What do product people do in a Scrum process?

What do product people do in a Scrum process?

Scrum  takes its name from rugby, where a scrum is where a mini-team of players huddle together to push their opponents and take control of the ball.  In a product delivery sense it is a framework that helps teams work together, encouraging close working, focused attention and continuous improvement.

I like it as an approach as it maintains focus on the goals at hand and aims to remove any obstructions that might get in the way of this. But what's it all about and what does this mean for a product manager?

What is Scrum?

There is often confusion between scrum and agile, with many thinking they are interchangeable, most likely because scrum is focused on continuous improvement, and this is a core principle of agile. However, scrum is a framework for getting work done, where agile is a mindset. 

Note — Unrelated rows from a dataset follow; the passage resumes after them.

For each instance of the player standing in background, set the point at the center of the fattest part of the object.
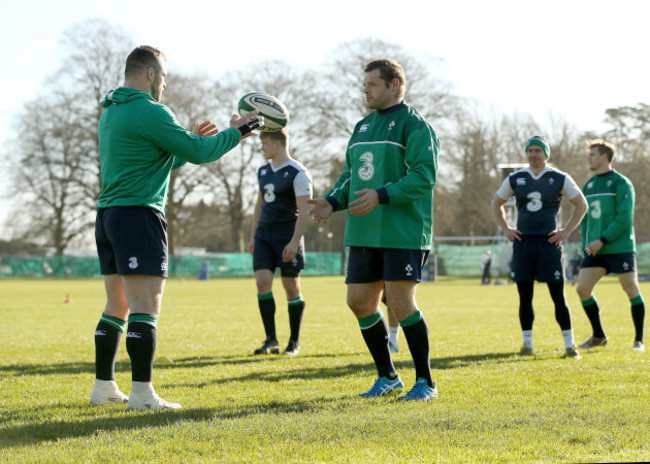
(279, 224)
(609, 242)
(537, 242)
(140, 142)
(387, 187)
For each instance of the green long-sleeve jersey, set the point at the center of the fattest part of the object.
(394, 151)
(611, 213)
(140, 142)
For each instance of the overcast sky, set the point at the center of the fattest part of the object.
(570, 58)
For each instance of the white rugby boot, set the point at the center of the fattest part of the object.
(107, 392)
(143, 396)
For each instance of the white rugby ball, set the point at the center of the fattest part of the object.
(275, 114)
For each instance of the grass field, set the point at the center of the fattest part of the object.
(493, 406)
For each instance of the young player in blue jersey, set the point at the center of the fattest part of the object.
(279, 225)
(537, 249)
(609, 242)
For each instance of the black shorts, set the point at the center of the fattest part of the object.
(367, 265)
(534, 258)
(267, 252)
(131, 240)
(617, 263)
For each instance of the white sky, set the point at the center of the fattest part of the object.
(569, 58)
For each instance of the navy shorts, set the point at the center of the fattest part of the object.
(131, 240)
(367, 265)
(617, 263)
(534, 258)
(267, 251)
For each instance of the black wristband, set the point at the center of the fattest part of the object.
(250, 126)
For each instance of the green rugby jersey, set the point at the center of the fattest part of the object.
(140, 142)
(394, 151)
(611, 213)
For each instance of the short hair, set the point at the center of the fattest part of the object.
(281, 136)
(389, 70)
(603, 148)
(142, 58)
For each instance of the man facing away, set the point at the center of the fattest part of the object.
(387, 187)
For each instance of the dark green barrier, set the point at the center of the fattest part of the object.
(452, 260)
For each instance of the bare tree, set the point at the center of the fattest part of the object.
(52, 152)
(57, 155)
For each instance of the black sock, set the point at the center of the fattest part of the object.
(562, 313)
(526, 313)
(141, 346)
(267, 311)
(593, 313)
(107, 342)
(417, 338)
(638, 316)
(376, 338)
(296, 308)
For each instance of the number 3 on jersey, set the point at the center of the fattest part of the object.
(596, 210)
(269, 193)
(534, 201)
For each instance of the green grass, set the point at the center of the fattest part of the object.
(493, 406)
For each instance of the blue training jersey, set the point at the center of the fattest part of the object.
(280, 186)
(538, 198)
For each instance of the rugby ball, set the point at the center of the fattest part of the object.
(275, 114)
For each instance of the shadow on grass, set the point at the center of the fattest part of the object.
(115, 420)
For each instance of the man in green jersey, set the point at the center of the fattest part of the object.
(608, 241)
(387, 188)
(140, 142)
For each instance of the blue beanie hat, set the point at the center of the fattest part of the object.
(540, 141)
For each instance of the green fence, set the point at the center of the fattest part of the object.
(450, 260)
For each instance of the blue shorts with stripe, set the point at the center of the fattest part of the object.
(131, 240)
(267, 251)
(616, 263)
(534, 258)
(366, 264)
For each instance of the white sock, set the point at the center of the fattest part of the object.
(568, 338)
(528, 338)
(393, 332)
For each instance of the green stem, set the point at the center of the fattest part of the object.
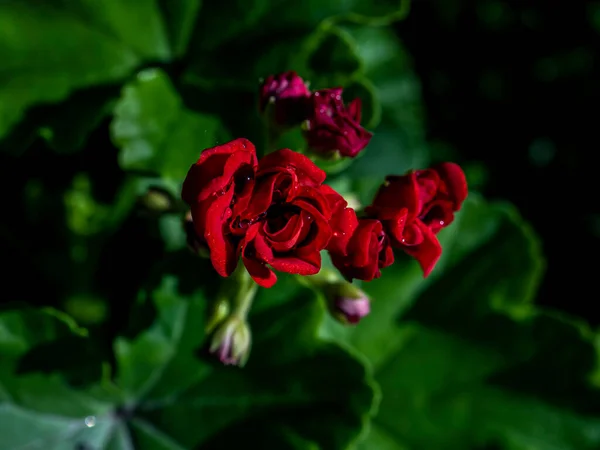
(246, 290)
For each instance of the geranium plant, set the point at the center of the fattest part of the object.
(223, 227)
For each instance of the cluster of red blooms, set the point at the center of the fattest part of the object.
(330, 126)
(276, 213)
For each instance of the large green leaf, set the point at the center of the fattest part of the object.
(40, 411)
(297, 391)
(179, 18)
(155, 132)
(220, 22)
(50, 48)
(464, 360)
(399, 141)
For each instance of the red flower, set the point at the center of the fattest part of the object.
(216, 188)
(288, 94)
(332, 126)
(359, 248)
(287, 221)
(415, 207)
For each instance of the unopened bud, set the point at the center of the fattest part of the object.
(231, 341)
(284, 99)
(220, 312)
(347, 303)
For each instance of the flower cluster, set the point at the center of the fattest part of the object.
(276, 213)
(330, 126)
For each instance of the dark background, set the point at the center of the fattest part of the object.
(515, 85)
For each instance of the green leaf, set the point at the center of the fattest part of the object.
(155, 132)
(398, 143)
(464, 360)
(276, 397)
(297, 391)
(39, 411)
(50, 49)
(180, 17)
(220, 23)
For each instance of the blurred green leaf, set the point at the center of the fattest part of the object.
(398, 143)
(51, 48)
(220, 22)
(154, 131)
(179, 19)
(297, 391)
(274, 399)
(463, 357)
(39, 411)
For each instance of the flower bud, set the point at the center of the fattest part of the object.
(284, 99)
(332, 128)
(347, 303)
(231, 341)
(220, 312)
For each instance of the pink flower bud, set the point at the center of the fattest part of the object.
(231, 341)
(284, 98)
(347, 303)
(334, 127)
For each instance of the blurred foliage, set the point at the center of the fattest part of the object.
(103, 309)
(513, 85)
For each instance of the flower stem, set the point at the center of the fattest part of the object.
(246, 290)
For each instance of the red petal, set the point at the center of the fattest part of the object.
(309, 264)
(222, 252)
(354, 108)
(285, 158)
(260, 273)
(428, 252)
(214, 171)
(343, 225)
(286, 238)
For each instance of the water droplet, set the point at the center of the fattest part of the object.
(90, 421)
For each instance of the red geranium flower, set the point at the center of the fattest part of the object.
(414, 207)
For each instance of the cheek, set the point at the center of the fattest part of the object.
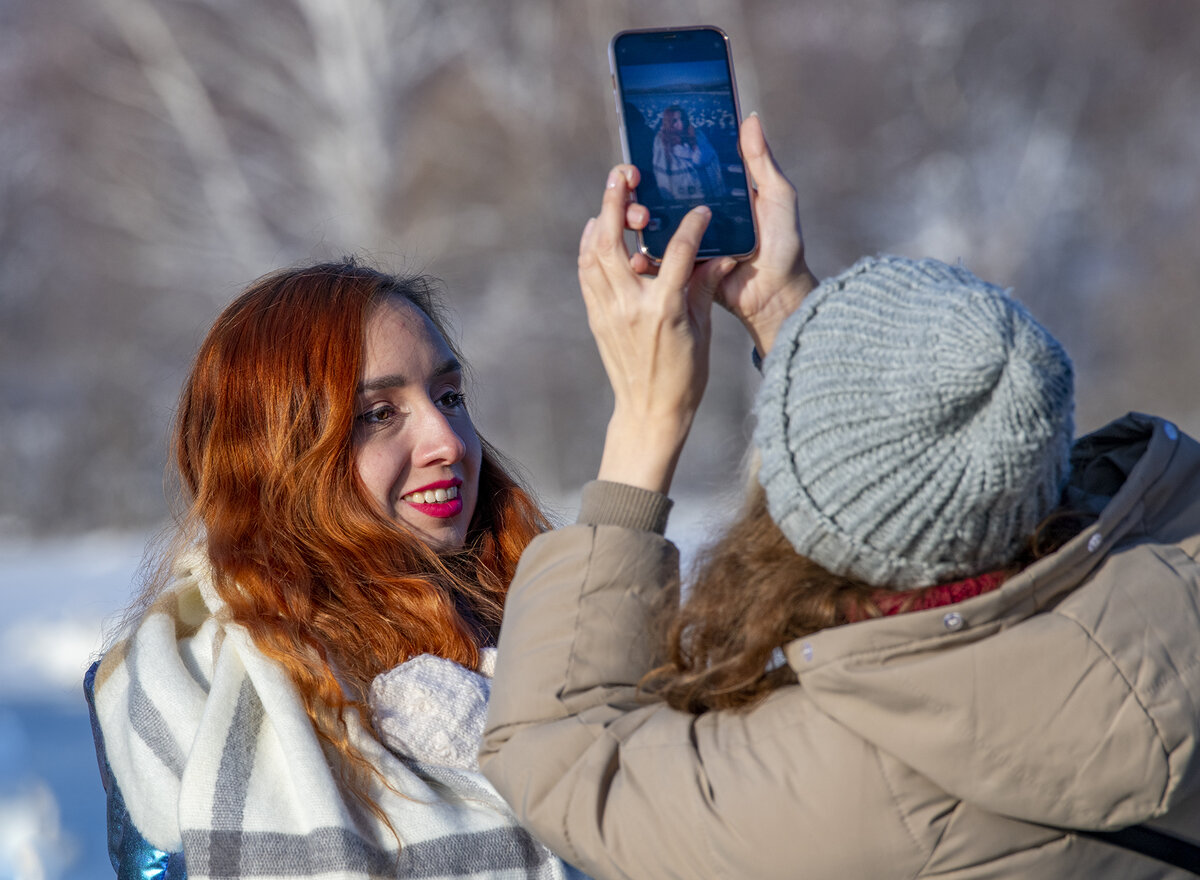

The framework has artifacts and ceremonies that keep the team focused on their delivery.

  • Artifacts
    • Product Backlog - the list of work that need to be done
    • Sprint Backlog - the list of work that the team has agreed to do within the sprint period
    • Sprint Goals - the expected outcome at the end of the sprint, typically a new iteration of the product following released updates
  • Ceremonies
    • Backlog Refinement - the session where the team review the product backlog, and clarify any unclear aspects, and estimate the effort involved in delivering the work
    • Sprint Planning - the session where the team agrees the sprint backlog and sprint goals
    • Daily Scrum - the short gathering at the same time every day for the team to confirm what work is done, what is being done, and what might be causing issues
    • Sprint Review - the session at the end of the sprint to review the outcome of the sprint
    • Sprint Retrospective - the session where the team review what was successful and what was less so, with a view to finding ways to improve performance in the next sprint.

Example of a Sprint Cycle (copyright Atlassian)

What does a Product Manager do in Scrum?

The product role within scrum comes with the title of Product Owner, which is a specific role within the team, however, it carries with it many of the same responsibilities that product teams do in non-scrum organizations.

The tasks come with the overall goal of being the voice of the stakeholder and protector of the product, which involves:

  • Managing and prioritizing the product backlog
  • Working with the stakeholders to understand what's needed
  • Communicating with the team so they understand the work to be done
  • Decide when to ship the product

What are the benefits of Scrum?

For me, the regular cadence of a scrum process really support in keeping the business focused on what really needs to be done.

The regular patterns of activities help everyone in the business understand what needs to be done, and importantly when it needs to be done, and it helps to avoid the inevitable distractions that will look to push teams off course.

Where those transitioning into scrum sometimes face challenges is in the change from delivering complete features (waterfall delivery) to smaller iterations of work, and it is this area that a product person really can support the transition, as they can chunk up the work into suitable stories for delivery that can allow the product to benefit.

This shorter delivery cycle that is the aim of scrum also allows the product owner to speak to stakeholders more frequently about delivering value to them sooner, which all stakeholders love.